1. Make sure your schedule includes set obligations outside of work. It may seem counterintuitive, but non-work commitments can help a person avoid burnout more than a wide-open calendar can. Time-management consultant Laura Vanderkam wrote in a 2020 Fortune article about trends she found in time logs of remote employees.

“People with children or other caregiving responsibilities were far better at creating a stopping point, which makes sense,” Vanderkam wrote. “Someone has to send a sitter home or pick up the kids from daycare. 

“Wise managers can encourage people without kids to come up with other personal commitments that end the work day. Years ago, when I realized that I was half working and half surfing the web until 10 p.m. every night, I joined three community choirs. On Mondays, Tuesdays, and Thursdays, I had to stop work around 6 p.m. to go to rehearsals. I became much more efficient—and happier.” 
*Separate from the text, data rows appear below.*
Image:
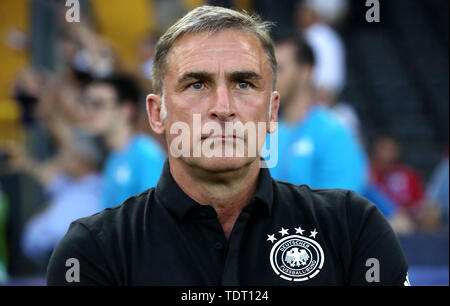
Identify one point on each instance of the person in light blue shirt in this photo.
(131, 170)
(314, 148)
(135, 160)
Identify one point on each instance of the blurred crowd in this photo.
(89, 146)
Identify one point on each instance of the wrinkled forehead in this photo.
(226, 49)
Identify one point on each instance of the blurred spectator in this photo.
(437, 189)
(72, 185)
(314, 147)
(136, 160)
(397, 180)
(145, 52)
(313, 18)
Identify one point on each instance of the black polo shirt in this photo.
(287, 235)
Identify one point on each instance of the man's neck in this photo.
(227, 192)
(298, 106)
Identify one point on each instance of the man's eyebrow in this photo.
(196, 75)
(245, 75)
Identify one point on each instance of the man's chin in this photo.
(220, 164)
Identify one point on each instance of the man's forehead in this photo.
(207, 51)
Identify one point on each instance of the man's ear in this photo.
(154, 113)
(273, 120)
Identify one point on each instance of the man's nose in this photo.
(223, 107)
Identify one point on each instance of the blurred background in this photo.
(74, 134)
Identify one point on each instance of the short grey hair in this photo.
(211, 19)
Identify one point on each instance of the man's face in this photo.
(225, 78)
(288, 71)
(102, 108)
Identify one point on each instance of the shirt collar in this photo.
(179, 203)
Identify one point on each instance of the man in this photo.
(314, 147)
(223, 220)
(136, 160)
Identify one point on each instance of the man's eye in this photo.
(243, 85)
(197, 85)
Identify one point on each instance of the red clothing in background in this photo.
(402, 184)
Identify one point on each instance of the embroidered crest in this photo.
(296, 257)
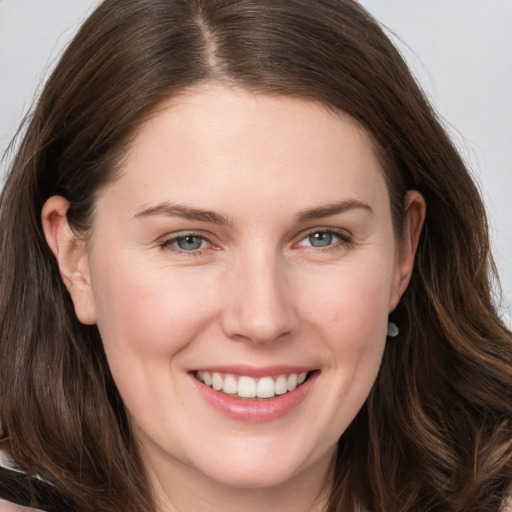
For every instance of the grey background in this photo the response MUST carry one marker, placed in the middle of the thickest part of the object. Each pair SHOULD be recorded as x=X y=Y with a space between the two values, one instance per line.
x=460 y=50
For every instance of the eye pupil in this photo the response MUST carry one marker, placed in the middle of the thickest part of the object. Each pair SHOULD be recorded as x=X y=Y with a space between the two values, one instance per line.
x=320 y=239
x=189 y=243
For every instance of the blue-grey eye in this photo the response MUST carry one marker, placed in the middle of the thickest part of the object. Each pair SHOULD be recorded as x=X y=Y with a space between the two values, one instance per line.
x=189 y=242
x=321 y=239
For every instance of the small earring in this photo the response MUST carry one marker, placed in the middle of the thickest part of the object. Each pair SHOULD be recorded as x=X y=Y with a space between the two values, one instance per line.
x=393 y=330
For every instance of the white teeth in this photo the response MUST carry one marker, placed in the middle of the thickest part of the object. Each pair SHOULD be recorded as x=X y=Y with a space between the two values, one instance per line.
x=291 y=383
x=280 y=386
x=247 y=387
x=265 y=388
x=230 y=385
x=217 y=383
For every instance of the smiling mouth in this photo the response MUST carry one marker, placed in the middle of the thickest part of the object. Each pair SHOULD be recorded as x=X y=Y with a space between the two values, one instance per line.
x=243 y=386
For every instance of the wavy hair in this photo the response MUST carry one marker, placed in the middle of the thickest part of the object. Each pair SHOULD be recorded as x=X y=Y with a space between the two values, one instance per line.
x=436 y=431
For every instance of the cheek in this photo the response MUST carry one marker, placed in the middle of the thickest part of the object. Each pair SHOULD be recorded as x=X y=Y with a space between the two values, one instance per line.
x=151 y=312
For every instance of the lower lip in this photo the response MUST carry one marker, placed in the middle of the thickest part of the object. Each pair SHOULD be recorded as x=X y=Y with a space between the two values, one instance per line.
x=256 y=411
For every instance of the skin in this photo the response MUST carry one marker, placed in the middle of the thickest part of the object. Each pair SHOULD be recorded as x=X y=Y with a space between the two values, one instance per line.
x=257 y=292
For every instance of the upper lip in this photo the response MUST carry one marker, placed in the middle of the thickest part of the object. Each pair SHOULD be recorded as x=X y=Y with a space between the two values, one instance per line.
x=253 y=371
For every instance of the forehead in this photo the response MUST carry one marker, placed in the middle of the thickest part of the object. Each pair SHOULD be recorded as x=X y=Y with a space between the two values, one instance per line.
x=217 y=145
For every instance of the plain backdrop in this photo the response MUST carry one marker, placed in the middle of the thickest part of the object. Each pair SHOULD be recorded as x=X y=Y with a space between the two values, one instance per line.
x=460 y=51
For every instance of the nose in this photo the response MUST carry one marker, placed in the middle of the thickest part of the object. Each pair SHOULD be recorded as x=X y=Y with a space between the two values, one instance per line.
x=259 y=308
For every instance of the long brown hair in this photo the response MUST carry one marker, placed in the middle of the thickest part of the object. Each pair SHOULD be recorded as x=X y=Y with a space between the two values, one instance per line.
x=435 y=433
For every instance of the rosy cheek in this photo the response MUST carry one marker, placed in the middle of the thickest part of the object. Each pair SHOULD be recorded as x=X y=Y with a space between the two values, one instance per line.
x=155 y=312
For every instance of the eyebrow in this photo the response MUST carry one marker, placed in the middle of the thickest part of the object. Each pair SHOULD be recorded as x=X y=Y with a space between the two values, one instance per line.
x=186 y=212
x=332 y=209
x=182 y=211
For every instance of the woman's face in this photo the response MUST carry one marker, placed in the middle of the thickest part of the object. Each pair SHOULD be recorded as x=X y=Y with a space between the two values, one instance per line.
x=248 y=241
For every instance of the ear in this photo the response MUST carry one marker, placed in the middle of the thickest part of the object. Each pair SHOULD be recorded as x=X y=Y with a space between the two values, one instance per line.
x=415 y=209
x=72 y=258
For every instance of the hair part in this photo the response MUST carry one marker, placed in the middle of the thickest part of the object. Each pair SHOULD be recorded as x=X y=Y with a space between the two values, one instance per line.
x=434 y=433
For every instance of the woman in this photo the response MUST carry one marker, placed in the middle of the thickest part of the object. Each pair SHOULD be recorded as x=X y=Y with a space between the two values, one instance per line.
x=258 y=275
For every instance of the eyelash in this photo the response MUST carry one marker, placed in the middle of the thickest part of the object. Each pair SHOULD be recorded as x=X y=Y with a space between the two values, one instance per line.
x=345 y=240
x=168 y=244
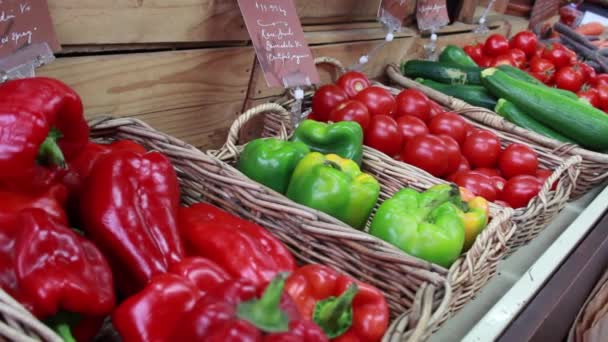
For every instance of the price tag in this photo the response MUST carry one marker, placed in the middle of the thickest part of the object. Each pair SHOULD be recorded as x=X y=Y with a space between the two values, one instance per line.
x=391 y=13
x=278 y=39
x=23 y=23
x=431 y=14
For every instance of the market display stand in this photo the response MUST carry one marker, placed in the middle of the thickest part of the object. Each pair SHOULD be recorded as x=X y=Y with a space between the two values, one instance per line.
x=493 y=315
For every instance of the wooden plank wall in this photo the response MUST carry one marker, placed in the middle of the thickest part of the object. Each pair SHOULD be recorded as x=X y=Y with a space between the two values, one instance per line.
x=186 y=66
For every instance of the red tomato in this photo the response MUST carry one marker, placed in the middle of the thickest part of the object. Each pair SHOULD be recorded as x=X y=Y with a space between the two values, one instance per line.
x=503 y=60
x=496 y=45
x=474 y=51
x=542 y=69
x=383 y=135
x=453 y=153
x=351 y=110
x=518 y=57
x=526 y=41
x=488 y=171
x=427 y=152
x=519 y=190
x=413 y=102
x=518 y=159
x=378 y=100
x=449 y=124
x=411 y=126
x=569 y=78
x=558 y=55
x=353 y=82
x=478 y=184
x=591 y=95
x=325 y=99
x=482 y=149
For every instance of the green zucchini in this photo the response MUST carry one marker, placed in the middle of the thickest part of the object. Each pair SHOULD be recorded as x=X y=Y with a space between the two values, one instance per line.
x=524 y=76
x=475 y=95
x=515 y=115
x=441 y=72
x=580 y=122
x=453 y=55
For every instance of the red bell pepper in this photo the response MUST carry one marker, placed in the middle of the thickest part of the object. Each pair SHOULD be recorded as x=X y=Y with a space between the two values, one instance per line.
x=52 y=202
x=346 y=309
x=50 y=268
x=199 y=301
x=42 y=122
x=129 y=207
x=242 y=248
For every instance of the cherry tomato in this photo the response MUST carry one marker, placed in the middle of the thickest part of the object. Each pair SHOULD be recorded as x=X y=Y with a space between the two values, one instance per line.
x=542 y=69
x=518 y=57
x=518 y=159
x=427 y=152
x=478 y=184
x=325 y=99
x=353 y=82
x=488 y=171
x=519 y=190
x=411 y=126
x=474 y=51
x=558 y=55
x=351 y=110
x=453 y=153
x=383 y=135
x=503 y=60
x=451 y=124
x=569 y=78
x=591 y=95
x=526 y=41
x=496 y=45
x=482 y=149
x=413 y=102
x=378 y=100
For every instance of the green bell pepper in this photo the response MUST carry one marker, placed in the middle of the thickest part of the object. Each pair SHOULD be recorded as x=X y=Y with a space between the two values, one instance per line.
x=344 y=138
x=271 y=161
x=427 y=225
x=336 y=186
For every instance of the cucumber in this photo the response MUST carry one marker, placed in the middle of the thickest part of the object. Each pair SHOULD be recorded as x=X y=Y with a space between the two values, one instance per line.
x=524 y=76
x=441 y=72
x=515 y=115
x=453 y=55
x=582 y=123
x=475 y=95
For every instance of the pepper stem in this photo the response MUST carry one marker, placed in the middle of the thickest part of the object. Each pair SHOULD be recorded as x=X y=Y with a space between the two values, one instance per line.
x=335 y=314
x=49 y=152
x=265 y=312
x=64 y=331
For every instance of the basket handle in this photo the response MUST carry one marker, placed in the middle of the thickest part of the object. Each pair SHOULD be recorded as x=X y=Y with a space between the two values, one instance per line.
x=229 y=149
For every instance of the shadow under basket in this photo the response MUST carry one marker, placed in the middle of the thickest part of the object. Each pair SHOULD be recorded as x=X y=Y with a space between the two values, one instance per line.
x=418 y=292
x=465 y=277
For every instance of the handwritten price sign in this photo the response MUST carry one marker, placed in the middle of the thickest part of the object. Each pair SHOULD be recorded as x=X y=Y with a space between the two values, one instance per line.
x=25 y=22
x=278 y=39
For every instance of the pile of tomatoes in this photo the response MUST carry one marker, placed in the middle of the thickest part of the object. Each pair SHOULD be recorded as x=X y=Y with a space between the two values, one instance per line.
x=553 y=64
x=412 y=128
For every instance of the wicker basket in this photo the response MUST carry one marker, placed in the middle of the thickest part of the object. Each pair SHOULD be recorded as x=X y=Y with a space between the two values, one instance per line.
x=529 y=220
x=593 y=314
x=594 y=166
x=417 y=291
x=466 y=276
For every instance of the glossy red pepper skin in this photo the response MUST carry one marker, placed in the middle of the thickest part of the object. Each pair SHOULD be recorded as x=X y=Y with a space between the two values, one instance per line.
x=312 y=283
x=30 y=109
x=48 y=267
x=52 y=201
x=196 y=301
x=129 y=207
x=242 y=248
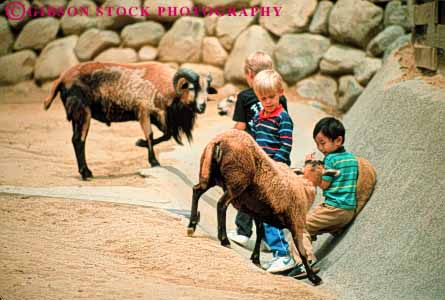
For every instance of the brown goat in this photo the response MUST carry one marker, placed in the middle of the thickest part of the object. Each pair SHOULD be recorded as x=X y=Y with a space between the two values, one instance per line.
x=252 y=182
x=147 y=92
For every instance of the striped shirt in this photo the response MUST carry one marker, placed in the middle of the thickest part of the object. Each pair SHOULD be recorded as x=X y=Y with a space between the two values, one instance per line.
x=274 y=133
x=342 y=189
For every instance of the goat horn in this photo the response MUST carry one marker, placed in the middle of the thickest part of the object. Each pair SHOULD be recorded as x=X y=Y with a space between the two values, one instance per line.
x=188 y=74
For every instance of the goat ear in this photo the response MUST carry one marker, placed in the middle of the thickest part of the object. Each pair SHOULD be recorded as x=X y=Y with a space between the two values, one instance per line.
x=211 y=90
x=331 y=172
x=298 y=171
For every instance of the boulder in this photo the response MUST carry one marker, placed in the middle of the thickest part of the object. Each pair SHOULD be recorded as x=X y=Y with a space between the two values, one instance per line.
x=210 y=24
x=37 y=33
x=55 y=58
x=17 y=66
x=366 y=69
x=320 y=20
x=298 y=55
x=348 y=91
x=228 y=28
x=147 y=53
x=379 y=44
x=118 y=19
x=255 y=38
x=204 y=70
x=78 y=24
x=159 y=11
x=294 y=16
x=119 y=55
x=397 y=14
x=6 y=37
x=94 y=41
x=340 y=59
x=320 y=88
x=213 y=52
x=182 y=43
x=355 y=22
x=140 y=34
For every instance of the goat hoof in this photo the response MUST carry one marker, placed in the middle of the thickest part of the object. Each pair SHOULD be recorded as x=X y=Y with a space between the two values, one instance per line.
x=225 y=242
x=141 y=143
x=190 y=231
x=316 y=280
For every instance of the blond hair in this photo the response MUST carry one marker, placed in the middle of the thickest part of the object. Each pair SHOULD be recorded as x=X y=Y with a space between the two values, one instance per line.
x=267 y=82
x=257 y=62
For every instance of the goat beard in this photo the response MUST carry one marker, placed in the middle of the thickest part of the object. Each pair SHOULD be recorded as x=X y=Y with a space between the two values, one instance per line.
x=181 y=120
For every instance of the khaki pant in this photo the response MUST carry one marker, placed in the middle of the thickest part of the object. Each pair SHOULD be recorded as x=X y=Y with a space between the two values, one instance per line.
x=323 y=219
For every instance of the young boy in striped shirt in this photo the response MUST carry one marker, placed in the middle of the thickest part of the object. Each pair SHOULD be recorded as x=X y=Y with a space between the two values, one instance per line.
x=340 y=203
x=272 y=129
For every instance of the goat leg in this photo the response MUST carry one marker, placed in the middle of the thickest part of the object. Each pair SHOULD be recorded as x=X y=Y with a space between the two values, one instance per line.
x=222 y=205
x=298 y=240
x=81 y=125
x=255 y=257
x=146 y=128
x=194 y=214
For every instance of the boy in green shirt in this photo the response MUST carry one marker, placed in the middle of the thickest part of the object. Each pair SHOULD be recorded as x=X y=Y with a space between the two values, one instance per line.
x=340 y=203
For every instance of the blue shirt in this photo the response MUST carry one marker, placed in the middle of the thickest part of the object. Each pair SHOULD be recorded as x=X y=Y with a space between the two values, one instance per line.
x=341 y=192
x=274 y=133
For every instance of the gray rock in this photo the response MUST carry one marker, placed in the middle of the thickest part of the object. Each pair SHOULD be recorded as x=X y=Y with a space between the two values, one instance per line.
x=6 y=37
x=348 y=91
x=294 y=16
x=298 y=55
x=182 y=43
x=140 y=34
x=210 y=24
x=397 y=14
x=255 y=38
x=79 y=23
x=228 y=28
x=17 y=67
x=355 y=22
x=341 y=59
x=55 y=58
x=115 y=21
x=204 y=70
x=379 y=44
x=320 y=20
x=213 y=52
x=147 y=53
x=399 y=127
x=398 y=43
x=365 y=70
x=320 y=88
x=119 y=55
x=37 y=33
x=94 y=41
x=18 y=11
x=158 y=9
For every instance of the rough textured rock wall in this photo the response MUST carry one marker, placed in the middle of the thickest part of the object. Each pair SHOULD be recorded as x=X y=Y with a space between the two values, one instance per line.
x=312 y=42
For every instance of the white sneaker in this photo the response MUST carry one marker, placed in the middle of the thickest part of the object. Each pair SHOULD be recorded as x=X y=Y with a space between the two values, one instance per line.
x=238 y=238
x=281 y=264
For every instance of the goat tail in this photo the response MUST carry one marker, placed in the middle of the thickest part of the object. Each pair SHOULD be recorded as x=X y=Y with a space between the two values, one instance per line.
x=212 y=153
x=55 y=88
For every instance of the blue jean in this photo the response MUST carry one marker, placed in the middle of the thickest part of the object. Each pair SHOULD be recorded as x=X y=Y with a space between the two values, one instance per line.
x=274 y=237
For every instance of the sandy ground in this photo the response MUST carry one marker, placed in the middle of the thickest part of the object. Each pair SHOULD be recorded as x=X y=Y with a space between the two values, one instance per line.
x=66 y=249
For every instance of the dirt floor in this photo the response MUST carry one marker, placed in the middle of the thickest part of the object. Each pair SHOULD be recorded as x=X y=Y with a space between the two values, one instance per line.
x=69 y=249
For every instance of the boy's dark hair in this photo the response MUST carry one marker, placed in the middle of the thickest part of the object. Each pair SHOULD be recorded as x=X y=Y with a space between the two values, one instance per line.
x=330 y=127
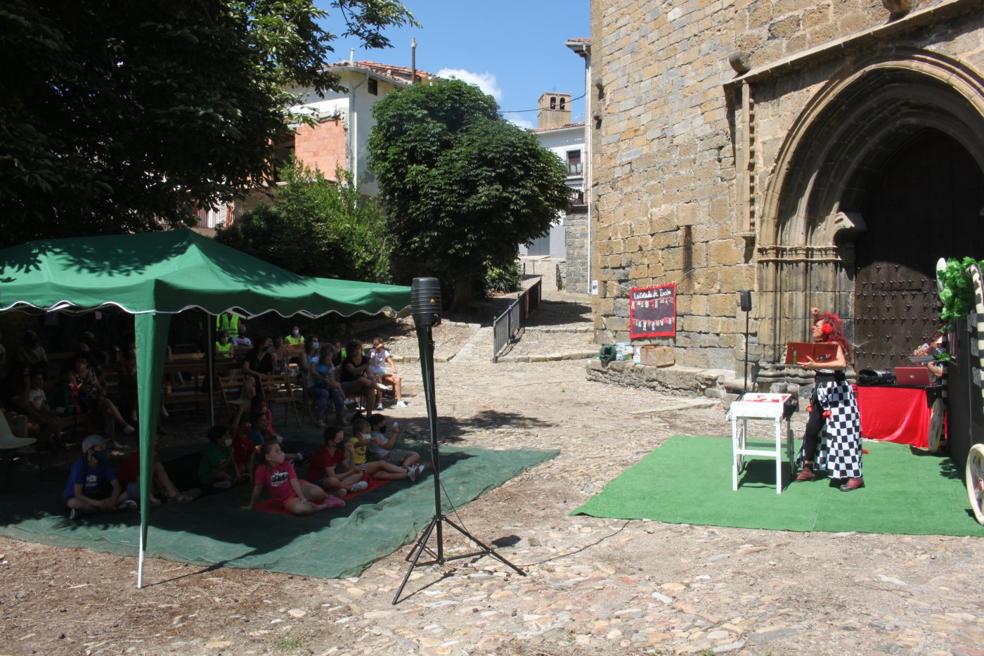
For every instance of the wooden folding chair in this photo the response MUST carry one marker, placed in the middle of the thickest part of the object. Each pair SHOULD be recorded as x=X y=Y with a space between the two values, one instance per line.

This recommendation gets to what Mizrahi believes is at the heart of burnout: “that deeper piece of overinvesting your identity in work.”

2. Know what it means to be overinvested in work and maintain a Purpose Portfolio to defend your sense of self. Overinvesting in work is a pitfall that entails more than just spending too much time working, although that is often a factor. When your identity starts to be wrapped up in your work, you’re overinvested.

“If something goes wrong, an interaction goes sour, or a project gets derailed,” Mizrahi explained, “you feel that as a hit on yourself—on your character and your identity and your success potential—instead of seeing it as a challenge that you have to solve at work.”

Avoiding overinvestment requires intentionality. One strategy is always to maintain a “Purpose Portfolio,” an idea that Darren Murph, Head of Remote at GitLab, brought into the Levels conversation about burnout.

“Much like a portfolio of equities, we each require diversification to reach optimal fulfillment,” reads a Levels memo on burnou. “Over-indexing in work leaves investment in elements like family, hobbies, and community lacking. Like an equity portfolio, there may be seasons where an intentional imbalance achieves a goal. On longer arcs, make sure you are maintaining a balanced Purpose Portfolio.”

Fill your Purpose Portfolio with “non-negotiables” for maintaining a healthy life and mindset. For some people, these may be family dinner at home, story time with kids at bedtime, church attendance, regular runs outside, or a hobby that’s so engrossing you lose track of time.

Whatever brings a greater sense of purpose to your life, make sure you regularly invest time in it.

3. Physically separate your workspace. It’s easier to protect your time and keep your mind off work if you have a physical separation between your workspace and your eat/play/sleep spaces. As cozy as it may seem to prop your feet up and work from the living room couch, that’s not conducive to genuinely leaving work behind when it’s quitting time. 

“Ideally, you would use a small room that can hold a desk and computer equipment and whose door can be shut for the essential need to separate work life from home life,” Computerworld editor Galen Gruman wrote in a piece about creating long-term work-from-home spaces.

Absent such a room, Gruman recommends claiming “a niche space you can use that is out of the rest of the household’s way — and they out of yours — as much as possible.”

There’s also the option of plugging in at a co-working space. Most offer varying levels of privacy.

Finding a suitable remote workspace isn’t just essential for protecting personal time. It also increases efficiency by filtering out many types of personal distractions, thus making it easier to check tasks off your to-do list during work hours and leaving feeling like you’ve given it your all when it’s time to clock out.

After all, your work will still be there when you return.

Take steps like these to ensure your passion and unique perspective remain intact so you can do your job and, more importantly, live with a sense of wellness and purpose.